In the analysis of game theory, s₄(D,D) is called the dominant strategy and also the Nash equilibrium. However, it is obviously not the best choice. For if each agent choose to cooperate, the final strategy would be s₁(C,C), both utility is 3 which is higher then 1 when they decide to defect. The reason of such dilemma is the conflict between personal rational and social rational. Agents always prefer to the strategy which can bring them the maximum profit so as to controdict with that of collectivity or society. In multi-agent system, the interactions are various in different scenarios. The rational asked in game theory has its limit. For instance, in the DSP, the agents are required to be altruistic and have no local target for themself but only work for the global target. Therefore, a more flexible and wider applicable decision making method is needed to solve such situation.

According to the decision making model based on RC-h mentioned above, an experimental simulation is designed. Figure 4 shows for agent-A and agent-B respectively, the total impacts (SI) of four strategies s₁(C,C), s₂(C,D), s₃(D,C) and s₄(D,D) calculated by formula (1). Because of the symmetry of payoff matrix, the curves of Agent-A are similar with those of Agent-B. Figure 5 shows the final chosen actions of Agent-A and Agent-B according to the decision making rule (formula (2), also refer to Fig. 4). This graph shows that when h > 0.4, both agents choose to cooperate. This value is near h = 0.5 which is the dividing lines of selfishness and collaboration. It is necessary to point out this turning point will drift with the difference of payoff matrix.

Fig. 4.

The total impacts (SI) of the strategies of Agent-A and Agent-B

Fig. 5.

The final decision of Agent-A and Agent-B according to RC-h

Figure 6 combines the results of Agent-A and Agent-B, and comes out the final decision which is effected by both sides. From Fig. 6 we can tell h = 0.4 is a boundary, when both agents’ RC-h are less than it, the final result comes to s₄(D,D) which coincide with the action of “rational” agents. What is different is the cooperative behavior (s₁(C,C)) occurs when the RC-h of two parties are greater than 0.4, i.e. both sides are nearly in the condition of collaboration. Else, s₂(C,D) or s₃(D,C) turns up if one agent is towards cooperative while the other is opposite.

Fig. 6.

The synthetic result of Agent-A and Agent-B

This decision making model also can be applied on other instances of game theory or other fields. We would not extend here.

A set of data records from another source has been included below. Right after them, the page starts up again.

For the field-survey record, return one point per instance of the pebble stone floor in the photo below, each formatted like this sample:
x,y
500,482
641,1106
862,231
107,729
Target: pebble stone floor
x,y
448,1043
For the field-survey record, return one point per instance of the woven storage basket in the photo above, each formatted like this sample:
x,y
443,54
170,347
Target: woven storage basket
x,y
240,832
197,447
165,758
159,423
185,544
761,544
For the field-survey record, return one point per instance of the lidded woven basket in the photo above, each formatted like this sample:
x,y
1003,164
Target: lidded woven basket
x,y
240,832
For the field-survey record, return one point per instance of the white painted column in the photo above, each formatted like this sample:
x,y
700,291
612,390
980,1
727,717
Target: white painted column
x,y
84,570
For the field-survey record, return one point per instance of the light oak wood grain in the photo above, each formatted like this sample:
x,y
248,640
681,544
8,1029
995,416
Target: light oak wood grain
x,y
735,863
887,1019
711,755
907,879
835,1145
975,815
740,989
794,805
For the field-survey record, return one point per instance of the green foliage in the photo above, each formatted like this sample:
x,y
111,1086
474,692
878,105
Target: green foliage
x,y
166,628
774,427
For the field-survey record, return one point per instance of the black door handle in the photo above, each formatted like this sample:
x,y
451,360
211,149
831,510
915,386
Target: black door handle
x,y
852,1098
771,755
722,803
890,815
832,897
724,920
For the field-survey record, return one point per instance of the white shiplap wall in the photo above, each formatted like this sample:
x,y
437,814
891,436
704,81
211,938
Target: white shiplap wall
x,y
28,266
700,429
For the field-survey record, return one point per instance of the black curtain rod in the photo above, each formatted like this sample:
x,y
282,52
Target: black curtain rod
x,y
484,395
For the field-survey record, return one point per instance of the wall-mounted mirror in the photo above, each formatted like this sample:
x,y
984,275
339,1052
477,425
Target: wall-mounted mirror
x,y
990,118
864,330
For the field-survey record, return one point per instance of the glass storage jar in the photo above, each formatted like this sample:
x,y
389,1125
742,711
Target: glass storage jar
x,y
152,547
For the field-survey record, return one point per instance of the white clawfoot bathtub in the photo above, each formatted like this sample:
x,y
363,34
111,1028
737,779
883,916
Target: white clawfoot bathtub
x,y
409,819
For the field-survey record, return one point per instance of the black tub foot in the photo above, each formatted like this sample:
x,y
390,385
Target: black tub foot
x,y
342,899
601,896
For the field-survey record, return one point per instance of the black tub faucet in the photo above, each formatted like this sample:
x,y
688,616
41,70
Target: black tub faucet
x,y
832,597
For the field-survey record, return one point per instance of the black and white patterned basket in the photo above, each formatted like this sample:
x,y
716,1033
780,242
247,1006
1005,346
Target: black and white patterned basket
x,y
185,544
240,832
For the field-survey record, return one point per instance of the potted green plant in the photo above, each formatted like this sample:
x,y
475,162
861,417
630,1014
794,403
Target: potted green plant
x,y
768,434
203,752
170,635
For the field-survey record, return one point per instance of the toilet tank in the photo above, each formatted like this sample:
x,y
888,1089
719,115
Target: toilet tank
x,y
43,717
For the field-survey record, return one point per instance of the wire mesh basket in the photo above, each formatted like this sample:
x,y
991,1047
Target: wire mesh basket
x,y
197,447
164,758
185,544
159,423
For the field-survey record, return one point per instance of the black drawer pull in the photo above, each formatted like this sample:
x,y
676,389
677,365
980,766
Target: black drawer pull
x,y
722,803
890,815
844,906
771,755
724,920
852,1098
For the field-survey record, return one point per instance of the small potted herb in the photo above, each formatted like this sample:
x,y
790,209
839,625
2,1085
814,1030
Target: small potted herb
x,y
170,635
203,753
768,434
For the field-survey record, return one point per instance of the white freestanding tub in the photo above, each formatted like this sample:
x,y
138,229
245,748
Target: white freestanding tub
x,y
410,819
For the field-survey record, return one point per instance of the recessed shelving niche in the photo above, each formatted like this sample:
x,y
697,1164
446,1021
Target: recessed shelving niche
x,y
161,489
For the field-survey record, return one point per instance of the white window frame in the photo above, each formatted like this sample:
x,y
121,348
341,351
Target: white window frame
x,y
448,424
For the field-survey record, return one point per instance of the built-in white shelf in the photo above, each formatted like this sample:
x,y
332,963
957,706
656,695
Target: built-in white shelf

From the analysis and simulation mentioned above, we can clearly tell the decision making model based on relationship coefficient-h is more flexible and reasonable. It allows us to comprehend the interactions in agents and its result from a higher view. Meanwhile, adjusting the RC-h according to design targets or learning the RC-h from interaction history makes the agents adaptive to the changing environment.

5 Summary

This paper presented a framework of interaction in MAS based on relationship coefficient-h. It provided a typology of the types of MAS interactions, ranging from complete cooperation to complete antagonism, and quantify the interaction by h. Within this framework, a decision-making model for agents is proposed which enable agents choose their action depending on the relationship to others. Using this model, in open and dynamic surroundings, agents can perform more adaptive and satisfy the design goals. At the end, the model is illustrated and contrasted with an instance of game theory.